In this paper, we introduce cameras view-frame placement problem (denoted by CFP) in the presence of an adversary whose objective is to minimize the maximum coverage by $p$ cameras in response to input provided by $n$ autonomous agents in a remote location. We allow uncertainty in the success of attacks, incomplete information of the probability distribution associated with the uncertain data, and varying levels of risk-appetite of the adversary. We present an exact cutting planes based algorithm to solve this problem and provide conditions under which it is finitely convergent. Since this approach solves deterministic CFP in each iteration, we also present improved exact method for CFP with $p=1$ , approximation algorithm and heuristics for Multi-CFP with $p\geq 2$ , and Multi-CFP with fixed tilt of the cameras.
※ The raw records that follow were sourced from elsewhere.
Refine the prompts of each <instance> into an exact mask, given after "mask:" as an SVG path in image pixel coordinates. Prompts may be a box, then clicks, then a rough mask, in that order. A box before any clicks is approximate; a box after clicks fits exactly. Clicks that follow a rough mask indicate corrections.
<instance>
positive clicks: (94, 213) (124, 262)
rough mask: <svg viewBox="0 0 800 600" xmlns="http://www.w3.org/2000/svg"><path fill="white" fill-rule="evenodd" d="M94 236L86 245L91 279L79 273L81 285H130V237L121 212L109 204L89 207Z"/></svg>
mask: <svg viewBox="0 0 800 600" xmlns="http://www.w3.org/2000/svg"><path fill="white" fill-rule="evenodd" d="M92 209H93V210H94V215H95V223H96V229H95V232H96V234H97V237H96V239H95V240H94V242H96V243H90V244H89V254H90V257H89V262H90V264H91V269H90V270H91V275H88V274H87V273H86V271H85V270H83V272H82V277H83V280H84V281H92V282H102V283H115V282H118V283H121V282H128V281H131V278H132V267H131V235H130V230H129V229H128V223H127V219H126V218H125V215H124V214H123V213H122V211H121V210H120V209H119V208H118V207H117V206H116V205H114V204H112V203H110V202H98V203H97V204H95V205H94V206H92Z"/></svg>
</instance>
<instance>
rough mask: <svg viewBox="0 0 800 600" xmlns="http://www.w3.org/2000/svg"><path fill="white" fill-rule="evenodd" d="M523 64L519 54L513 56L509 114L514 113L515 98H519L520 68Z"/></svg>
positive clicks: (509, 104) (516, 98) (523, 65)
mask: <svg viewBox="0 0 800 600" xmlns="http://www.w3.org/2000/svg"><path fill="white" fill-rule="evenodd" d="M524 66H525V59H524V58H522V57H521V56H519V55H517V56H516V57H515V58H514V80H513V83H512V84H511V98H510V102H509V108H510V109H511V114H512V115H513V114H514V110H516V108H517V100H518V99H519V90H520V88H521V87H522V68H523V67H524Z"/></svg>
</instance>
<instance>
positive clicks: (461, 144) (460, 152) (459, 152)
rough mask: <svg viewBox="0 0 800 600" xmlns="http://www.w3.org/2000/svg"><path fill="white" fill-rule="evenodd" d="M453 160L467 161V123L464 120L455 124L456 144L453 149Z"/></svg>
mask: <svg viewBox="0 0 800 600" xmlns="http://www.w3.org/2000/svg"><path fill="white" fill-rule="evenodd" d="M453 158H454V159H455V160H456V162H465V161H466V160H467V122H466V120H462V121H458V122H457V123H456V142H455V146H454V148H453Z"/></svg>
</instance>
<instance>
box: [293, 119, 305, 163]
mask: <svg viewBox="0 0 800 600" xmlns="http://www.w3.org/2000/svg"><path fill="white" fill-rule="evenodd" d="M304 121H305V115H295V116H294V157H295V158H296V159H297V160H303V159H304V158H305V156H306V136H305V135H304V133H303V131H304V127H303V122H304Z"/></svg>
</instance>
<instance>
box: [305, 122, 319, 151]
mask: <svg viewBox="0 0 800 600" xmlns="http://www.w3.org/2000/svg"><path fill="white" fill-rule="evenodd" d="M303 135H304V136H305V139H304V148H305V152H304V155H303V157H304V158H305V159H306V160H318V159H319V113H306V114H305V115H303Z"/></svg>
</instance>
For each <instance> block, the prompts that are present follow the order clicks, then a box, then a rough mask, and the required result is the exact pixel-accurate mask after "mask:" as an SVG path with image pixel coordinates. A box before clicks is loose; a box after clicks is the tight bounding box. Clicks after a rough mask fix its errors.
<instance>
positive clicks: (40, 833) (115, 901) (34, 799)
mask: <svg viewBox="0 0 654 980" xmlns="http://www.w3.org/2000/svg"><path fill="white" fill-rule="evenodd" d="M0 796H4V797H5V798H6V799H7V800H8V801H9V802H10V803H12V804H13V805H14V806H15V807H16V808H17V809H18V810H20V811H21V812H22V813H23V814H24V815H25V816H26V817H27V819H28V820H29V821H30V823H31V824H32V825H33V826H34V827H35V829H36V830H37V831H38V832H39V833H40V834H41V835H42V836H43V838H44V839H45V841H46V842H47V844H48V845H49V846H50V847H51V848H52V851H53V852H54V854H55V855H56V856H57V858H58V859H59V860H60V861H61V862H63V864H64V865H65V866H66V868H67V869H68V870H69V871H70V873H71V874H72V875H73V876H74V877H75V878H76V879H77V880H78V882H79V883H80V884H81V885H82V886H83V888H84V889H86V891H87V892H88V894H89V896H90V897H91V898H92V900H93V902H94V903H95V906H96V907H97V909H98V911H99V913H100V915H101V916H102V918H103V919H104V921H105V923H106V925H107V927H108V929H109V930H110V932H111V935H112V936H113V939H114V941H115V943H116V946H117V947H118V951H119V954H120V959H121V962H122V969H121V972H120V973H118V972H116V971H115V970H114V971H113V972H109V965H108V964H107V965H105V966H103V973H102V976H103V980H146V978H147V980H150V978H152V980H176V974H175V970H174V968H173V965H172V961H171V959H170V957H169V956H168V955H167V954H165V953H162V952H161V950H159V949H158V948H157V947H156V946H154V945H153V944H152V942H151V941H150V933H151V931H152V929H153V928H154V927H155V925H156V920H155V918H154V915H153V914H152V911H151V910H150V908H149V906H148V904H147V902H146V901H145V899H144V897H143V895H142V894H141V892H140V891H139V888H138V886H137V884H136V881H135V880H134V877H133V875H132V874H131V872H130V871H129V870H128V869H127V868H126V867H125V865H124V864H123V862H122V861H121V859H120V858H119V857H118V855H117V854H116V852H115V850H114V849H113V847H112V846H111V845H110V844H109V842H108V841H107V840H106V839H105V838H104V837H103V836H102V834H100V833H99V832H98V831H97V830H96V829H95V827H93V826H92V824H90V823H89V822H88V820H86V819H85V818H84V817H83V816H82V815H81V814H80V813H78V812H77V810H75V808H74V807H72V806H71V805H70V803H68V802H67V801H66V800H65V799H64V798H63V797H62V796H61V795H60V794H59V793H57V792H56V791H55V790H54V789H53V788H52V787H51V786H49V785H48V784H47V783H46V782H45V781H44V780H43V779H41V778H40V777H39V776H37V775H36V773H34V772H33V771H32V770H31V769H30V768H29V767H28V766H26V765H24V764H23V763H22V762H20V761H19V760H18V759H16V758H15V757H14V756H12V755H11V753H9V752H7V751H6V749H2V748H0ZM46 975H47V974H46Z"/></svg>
To evaluate the effectiveness and performance of the proposed approaches, we conduct computational experiments using randomly generated instances and simulation experiments where these approaches are utilized to find a hidden object in a remote location. Note to Practitioners —Telerobotic cameras have been widely used for a variety of applications in environment where it is tedious for humans to collect information such as surveillance, natural environment observation, search and rescue, satellite imaging, and many more. Therefore, computationally efficient approaches proposed in this paper for placement of view-frame of camera(s), by adjusting their pan, tilt, and zoom, will improve the effective utilization of a telerobotic cameras system. Additionally, before operating such systems in a military environment, a decision maker needs to analyze vulnerable cameras in the system whose disruption can significantly impact the information acquisition process. The algorithms presented for adversarial camera view-frame placement problem can identify the set of cameras (or vehicles carrying them) that are susceptible to attacks by a reasonable (risk-averse) attacker. Likewise, the proposed algebraic modeling framework and solution approaches are also applicable for planning interdiction actions to minimize the information acquisition by an evader/enemy. These results can be leveraged by autonomy solutions developed by the Army for both logistics (Autonomous Ground Resupply program) and combat missions (Combat Vehicle Robotics program).